Victoria’s WorkHealth program is due to roll-out its next stage of worker health assessments. However, the program has been seriously curtailed by the failure of its funding model. According to The Age newspaper on 18 may 2009, employer associations have begun to withdraw their support compounding the embarrassment to the Premier, John Brumby, who lauded the program in March 2008.
The Master Builders Association will not be supporting the program due to WorkHealth’s connection with WorkSafe. The Victorian Automobile Chamber of Commerce (VACC) thinks likewise. There are concerns over the privacy of worker health records and that data from health checks may affect worker’s compensation arrangements or future claims.
The VACC is also concerned that employers will be blamed for issues over which they have little control – the health of their workers.
Many of these concerns could have been addressed by locating WorkHealth in the Department of Health, where health promotion already has a strong role and presence.
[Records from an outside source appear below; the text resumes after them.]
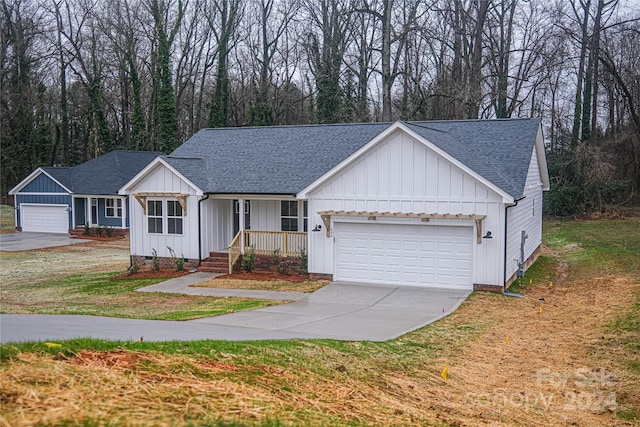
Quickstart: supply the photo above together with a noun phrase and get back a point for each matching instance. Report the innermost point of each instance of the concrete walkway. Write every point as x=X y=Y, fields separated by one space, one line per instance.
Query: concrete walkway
x=182 y=285
x=340 y=310
x=26 y=241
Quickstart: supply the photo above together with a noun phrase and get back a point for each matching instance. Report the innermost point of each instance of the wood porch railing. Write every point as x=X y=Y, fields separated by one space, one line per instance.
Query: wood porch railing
x=289 y=243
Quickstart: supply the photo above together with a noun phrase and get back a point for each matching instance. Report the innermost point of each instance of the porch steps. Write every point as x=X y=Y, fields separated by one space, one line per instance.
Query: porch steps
x=217 y=262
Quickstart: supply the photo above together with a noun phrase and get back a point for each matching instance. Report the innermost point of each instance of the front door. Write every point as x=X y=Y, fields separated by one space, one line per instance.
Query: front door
x=94 y=211
x=236 y=216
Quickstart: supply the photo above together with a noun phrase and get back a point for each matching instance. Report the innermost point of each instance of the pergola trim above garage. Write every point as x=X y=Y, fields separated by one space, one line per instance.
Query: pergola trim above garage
x=424 y=217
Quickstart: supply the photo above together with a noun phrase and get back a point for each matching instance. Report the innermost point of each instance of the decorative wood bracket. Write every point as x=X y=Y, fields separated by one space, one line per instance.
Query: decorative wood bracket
x=142 y=199
x=424 y=217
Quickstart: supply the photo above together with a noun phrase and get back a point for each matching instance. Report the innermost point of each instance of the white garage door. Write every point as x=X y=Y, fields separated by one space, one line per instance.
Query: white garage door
x=418 y=255
x=45 y=218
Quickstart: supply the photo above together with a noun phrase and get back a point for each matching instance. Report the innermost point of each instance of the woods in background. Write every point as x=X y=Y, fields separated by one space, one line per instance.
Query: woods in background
x=80 y=78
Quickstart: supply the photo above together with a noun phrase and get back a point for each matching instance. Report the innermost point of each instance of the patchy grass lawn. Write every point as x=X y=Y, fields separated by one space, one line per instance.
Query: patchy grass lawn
x=7 y=219
x=263 y=285
x=570 y=359
x=101 y=295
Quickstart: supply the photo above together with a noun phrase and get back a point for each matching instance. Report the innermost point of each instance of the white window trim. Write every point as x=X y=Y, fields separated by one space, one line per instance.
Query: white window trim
x=117 y=207
x=164 y=217
x=289 y=217
x=181 y=217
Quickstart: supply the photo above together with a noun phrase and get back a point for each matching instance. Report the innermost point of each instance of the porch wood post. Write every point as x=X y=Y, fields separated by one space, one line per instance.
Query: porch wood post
x=300 y=215
x=241 y=224
x=125 y=206
x=87 y=209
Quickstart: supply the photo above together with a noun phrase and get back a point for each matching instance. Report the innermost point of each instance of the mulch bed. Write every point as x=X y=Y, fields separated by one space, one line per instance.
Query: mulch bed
x=272 y=275
x=98 y=238
x=151 y=274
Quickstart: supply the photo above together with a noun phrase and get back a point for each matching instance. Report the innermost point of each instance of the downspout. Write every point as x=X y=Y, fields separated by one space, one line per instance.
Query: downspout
x=200 y=229
x=506 y=221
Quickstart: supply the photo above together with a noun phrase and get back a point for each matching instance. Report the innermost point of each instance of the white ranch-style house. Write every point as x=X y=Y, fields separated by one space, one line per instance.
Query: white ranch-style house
x=448 y=204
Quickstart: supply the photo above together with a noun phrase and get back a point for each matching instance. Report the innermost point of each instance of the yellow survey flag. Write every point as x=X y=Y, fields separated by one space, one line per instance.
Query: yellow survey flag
x=53 y=345
x=444 y=373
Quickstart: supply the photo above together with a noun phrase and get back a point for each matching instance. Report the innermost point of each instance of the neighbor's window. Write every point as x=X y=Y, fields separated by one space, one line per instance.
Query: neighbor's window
x=174 y=217
x=154 y=216
x=113 y=208
x=289 y=215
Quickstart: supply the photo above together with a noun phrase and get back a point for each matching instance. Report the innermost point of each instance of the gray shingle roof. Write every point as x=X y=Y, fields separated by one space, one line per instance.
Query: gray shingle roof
x=60 y=174
x=103 y=175
x=498 y=150
x=270 y=160
x=286 y=159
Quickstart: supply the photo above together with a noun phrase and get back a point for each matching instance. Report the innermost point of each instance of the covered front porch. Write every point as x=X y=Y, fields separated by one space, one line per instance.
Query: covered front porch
x=265 y=226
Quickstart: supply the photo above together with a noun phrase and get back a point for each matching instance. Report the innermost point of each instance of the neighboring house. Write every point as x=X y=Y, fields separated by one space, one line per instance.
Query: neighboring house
x=452 y=204
x=61 y=199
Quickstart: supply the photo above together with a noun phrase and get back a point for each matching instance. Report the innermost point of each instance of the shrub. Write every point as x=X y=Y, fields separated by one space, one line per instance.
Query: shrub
x=249 y=261
x=179 y=262
x=283 y=267
x=303 y=262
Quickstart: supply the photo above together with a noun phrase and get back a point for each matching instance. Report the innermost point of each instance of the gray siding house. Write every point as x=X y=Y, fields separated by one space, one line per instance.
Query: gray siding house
x=60 y=199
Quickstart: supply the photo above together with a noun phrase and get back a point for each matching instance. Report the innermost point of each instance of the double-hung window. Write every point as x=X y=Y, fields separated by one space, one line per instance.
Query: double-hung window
x=161 y=212
x=289 y=215
x=113 y=208
x=174 y=217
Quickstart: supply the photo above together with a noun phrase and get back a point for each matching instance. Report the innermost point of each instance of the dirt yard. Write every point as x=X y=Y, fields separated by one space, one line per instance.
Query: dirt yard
x=43 y=264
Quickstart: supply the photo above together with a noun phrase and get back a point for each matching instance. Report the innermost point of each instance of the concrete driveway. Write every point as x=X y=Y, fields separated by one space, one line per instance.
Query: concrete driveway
x=340 y=311
x=25 y=241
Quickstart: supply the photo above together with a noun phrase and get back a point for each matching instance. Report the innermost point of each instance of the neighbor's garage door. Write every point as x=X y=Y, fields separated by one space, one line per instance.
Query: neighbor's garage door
x=418 y=255
x=45 y=218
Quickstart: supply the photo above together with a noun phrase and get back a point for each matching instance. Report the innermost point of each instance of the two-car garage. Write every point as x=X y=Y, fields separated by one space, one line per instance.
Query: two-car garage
x=45 y=218
x=404 y=254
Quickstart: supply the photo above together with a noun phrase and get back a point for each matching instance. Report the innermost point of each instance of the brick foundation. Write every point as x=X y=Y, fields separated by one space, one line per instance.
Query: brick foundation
x=321 y=276
x=79 y=231
x=166 y=263
x=487 y=288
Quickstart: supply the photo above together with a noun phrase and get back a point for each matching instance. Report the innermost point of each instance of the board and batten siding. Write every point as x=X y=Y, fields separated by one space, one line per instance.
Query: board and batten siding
x=401 y=174
x=163 y=180
x=43 y=184
x=525 y=216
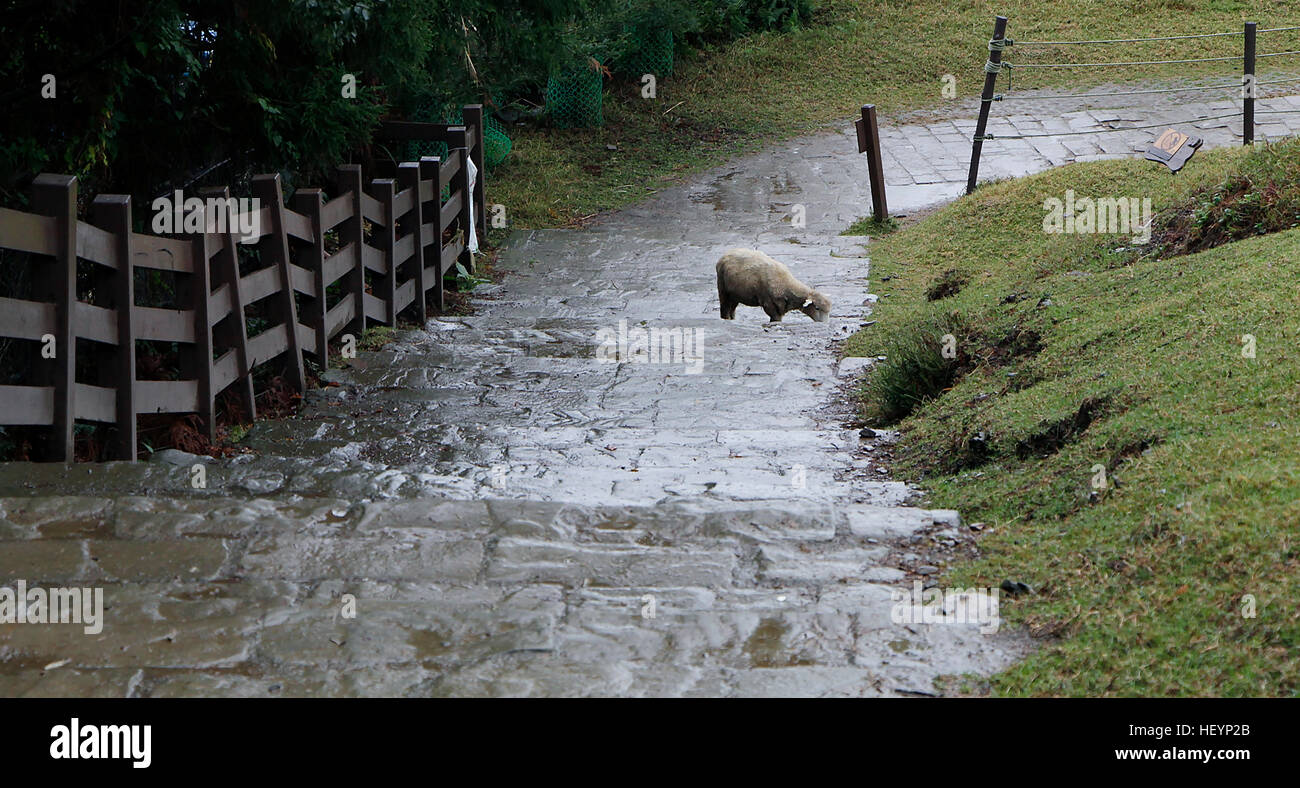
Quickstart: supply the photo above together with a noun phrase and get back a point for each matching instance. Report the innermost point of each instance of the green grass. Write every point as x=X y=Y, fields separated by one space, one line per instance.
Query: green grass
x=735 y=98
x=1135 y=364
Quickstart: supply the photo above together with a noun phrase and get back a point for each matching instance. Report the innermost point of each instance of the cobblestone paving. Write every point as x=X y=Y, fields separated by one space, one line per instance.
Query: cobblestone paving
x=515 y=516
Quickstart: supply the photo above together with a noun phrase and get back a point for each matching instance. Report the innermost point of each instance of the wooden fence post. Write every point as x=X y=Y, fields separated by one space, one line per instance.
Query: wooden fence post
x=430 y=169
x=408 y=177
x=235 y=334
x=112 y=212
x=869 y=143
x=200 y=301
x=384 y=191
x=991 y=70
x=354 y=232
x=267 y=190
x=308 y=203
x=459 y=147
x=473 y=113
x=1248 y=83
x=56 y=195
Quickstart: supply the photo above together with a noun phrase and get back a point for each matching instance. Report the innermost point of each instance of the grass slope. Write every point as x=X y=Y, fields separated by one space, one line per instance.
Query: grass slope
x=1074 y=354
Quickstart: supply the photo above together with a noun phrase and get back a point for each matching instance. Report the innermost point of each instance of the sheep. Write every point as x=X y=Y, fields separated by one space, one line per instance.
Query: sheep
x=752 y=278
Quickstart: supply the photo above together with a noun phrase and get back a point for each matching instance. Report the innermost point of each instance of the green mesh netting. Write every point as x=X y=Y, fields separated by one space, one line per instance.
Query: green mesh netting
x=573 y=98
x=650 y=53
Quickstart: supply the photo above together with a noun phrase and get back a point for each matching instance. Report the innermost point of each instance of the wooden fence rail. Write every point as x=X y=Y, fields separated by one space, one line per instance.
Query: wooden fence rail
x=321 y=268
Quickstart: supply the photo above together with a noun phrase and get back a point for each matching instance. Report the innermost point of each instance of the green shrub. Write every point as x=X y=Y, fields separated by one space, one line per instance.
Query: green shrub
x=915 y=369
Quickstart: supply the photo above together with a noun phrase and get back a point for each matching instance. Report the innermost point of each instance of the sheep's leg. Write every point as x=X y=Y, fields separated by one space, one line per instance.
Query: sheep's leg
x=727 y=304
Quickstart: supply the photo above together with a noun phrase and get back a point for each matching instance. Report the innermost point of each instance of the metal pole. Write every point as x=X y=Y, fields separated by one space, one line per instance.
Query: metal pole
x=1248 y=87
x=875 y=169
x=995 y=57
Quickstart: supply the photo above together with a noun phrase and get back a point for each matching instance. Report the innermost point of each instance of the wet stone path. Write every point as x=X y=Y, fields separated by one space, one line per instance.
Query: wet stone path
x=512 y=505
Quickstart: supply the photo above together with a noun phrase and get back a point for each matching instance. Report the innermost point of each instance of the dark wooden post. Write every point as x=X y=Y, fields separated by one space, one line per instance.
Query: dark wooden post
x=235 y=334
x=308 y=203
x=56 y=195
x=430 y=169
x=408 y=177
x=459 y=147
x=995 y=60
x=473 y=115
x=384 y=190
x=869 y=143
x=200 y=301
x=1248 y=82
x=267 y=190
x=354 y=232
x=112 y=212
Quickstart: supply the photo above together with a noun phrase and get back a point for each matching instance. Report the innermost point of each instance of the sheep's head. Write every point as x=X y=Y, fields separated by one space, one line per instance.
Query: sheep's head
x=817 y=306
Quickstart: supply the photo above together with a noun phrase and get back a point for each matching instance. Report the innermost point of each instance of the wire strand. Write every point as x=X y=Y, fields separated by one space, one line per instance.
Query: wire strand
x=1134 y=40
x=1216 y=117
x=1082 y=65
x=1131 y=92
x=1138 y=40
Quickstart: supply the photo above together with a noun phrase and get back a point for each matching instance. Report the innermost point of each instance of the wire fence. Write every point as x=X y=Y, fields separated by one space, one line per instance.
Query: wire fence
x=1247 y=87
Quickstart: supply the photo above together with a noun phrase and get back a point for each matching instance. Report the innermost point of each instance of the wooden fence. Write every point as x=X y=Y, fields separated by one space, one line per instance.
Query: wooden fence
x=326 y=267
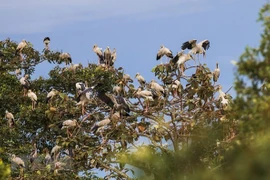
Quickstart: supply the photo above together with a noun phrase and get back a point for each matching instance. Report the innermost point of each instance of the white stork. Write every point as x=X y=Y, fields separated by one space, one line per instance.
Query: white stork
x=20 y=47
x=117 y=89
x=10 y=118
x=180 y=59
x=67 y=124
x=107 y=56
x=99 y=53
x=33 y=154
x=176 y=88
x=154 y=85
x=25 y=83
x=216 y=73
x=127 y=78
x=17 y=161
x=66 y=57
x=51 y=94
x=55 y=152
x=84 y=98
x=224 y=101
x=147 y=95
x=74 y=67
x=33 y=98
x=46 y=42
x=164 y=51
x=113 y=57
x=99 y=125
x=199 y=48
x=48 y=157
x=140 y=78
x=18 y=72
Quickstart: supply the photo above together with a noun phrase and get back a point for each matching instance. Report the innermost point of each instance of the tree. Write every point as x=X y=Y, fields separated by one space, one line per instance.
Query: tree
x=246 y=158
x=181 y=122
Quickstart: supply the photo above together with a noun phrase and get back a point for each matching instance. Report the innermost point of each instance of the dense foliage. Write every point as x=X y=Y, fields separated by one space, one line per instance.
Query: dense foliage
x=191 y=130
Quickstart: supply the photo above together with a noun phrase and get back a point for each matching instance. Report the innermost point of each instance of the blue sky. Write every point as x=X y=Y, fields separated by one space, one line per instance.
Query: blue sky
x=135 y=28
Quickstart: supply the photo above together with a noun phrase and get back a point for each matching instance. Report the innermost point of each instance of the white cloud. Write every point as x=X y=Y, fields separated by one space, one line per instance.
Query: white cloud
x=31 y=16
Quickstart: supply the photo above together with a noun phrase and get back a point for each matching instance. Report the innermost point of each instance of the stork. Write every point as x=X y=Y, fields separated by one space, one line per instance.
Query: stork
x=216 y=73
x=25 y=83
x=154 y=85
x=147 y=95
x=20 y=47
x=10 y=118
x=176 y=88
x=121 y=103
x=67 y=124
x=180 y=59
x=66 y=57
x=199 y=48
x=113 y=57
x=140 y=79
x=117 y=89
x=46 y=42
x=48 y=157
x=55 y=152
x=50 y=95
x=33 y=154
x=99 y=53
x=164 y=51
x=33 y=98
x=107 y=56
x=84 y=98
x=100 y=125
x=17 y=161
x=127 y=78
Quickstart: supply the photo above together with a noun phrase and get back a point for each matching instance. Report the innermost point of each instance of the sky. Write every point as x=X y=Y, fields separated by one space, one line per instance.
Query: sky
x=136 y=29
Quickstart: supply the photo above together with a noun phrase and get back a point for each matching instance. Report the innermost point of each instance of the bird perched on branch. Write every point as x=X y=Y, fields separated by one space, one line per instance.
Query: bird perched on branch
x=48 y=157
x=199 y=48
x=66 y=57
x=127 y=78
x=20 y=47
x=33 y=98
x=164 y=51
x=107 y=56
x=216 y=73
x=17 y=161
x=99 y=53
x=113 y=57
x=147 y=95
x=100 y=125
x=33 y=154
x=51 y=94
x=154 y=85
x=140 y=79
x=84 y=97
x=55 y=152
x=46 y=42
x=25 y=83
x=10 y=118
x=67 y=124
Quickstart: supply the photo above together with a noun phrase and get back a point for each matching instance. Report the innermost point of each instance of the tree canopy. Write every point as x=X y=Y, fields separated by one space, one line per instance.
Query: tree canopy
x=95 y=121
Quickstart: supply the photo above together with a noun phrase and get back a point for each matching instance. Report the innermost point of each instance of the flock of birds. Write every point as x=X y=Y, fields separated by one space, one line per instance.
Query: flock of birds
x=118 y=104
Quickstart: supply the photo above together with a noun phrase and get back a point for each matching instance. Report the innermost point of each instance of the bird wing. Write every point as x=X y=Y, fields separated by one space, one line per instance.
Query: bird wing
x=205 y=44
x=189 y=44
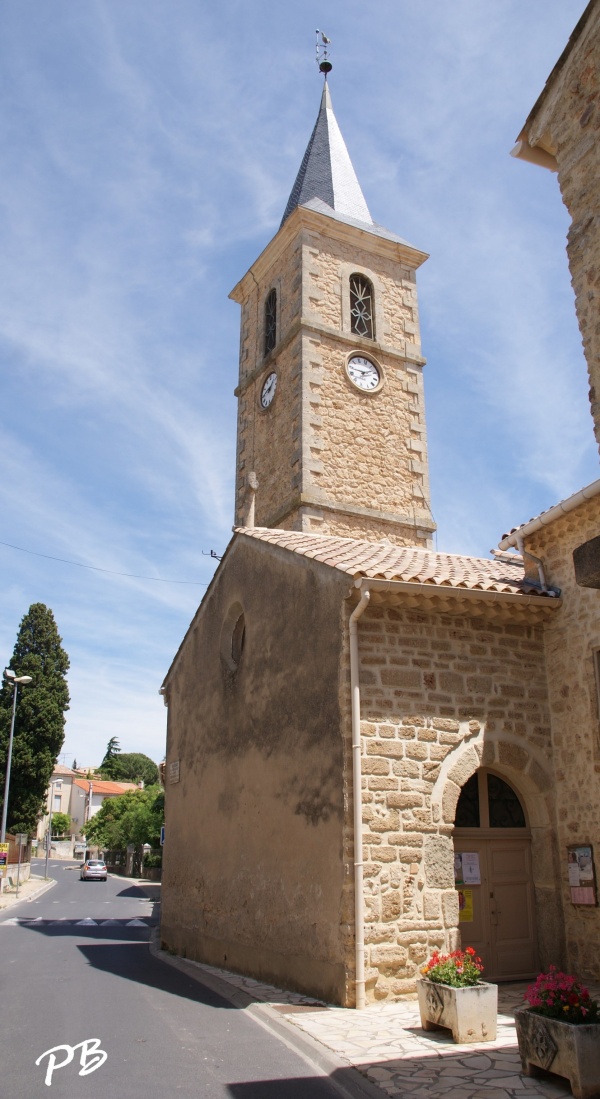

It is understood that the funding of WorkHealth from workers compensation premium returns on investment caused the program to reside within the Victorian WorkCover Authority. There has also been the suggestion that WorkHealth was a pet program of the WorkCover board.
The program aims of free health checks for all Victorian workers was admirable and still achievable but the program was poorly introduced, poorly explained, based on a flawed funding model and now seems to be, if not dead, coughing up blood.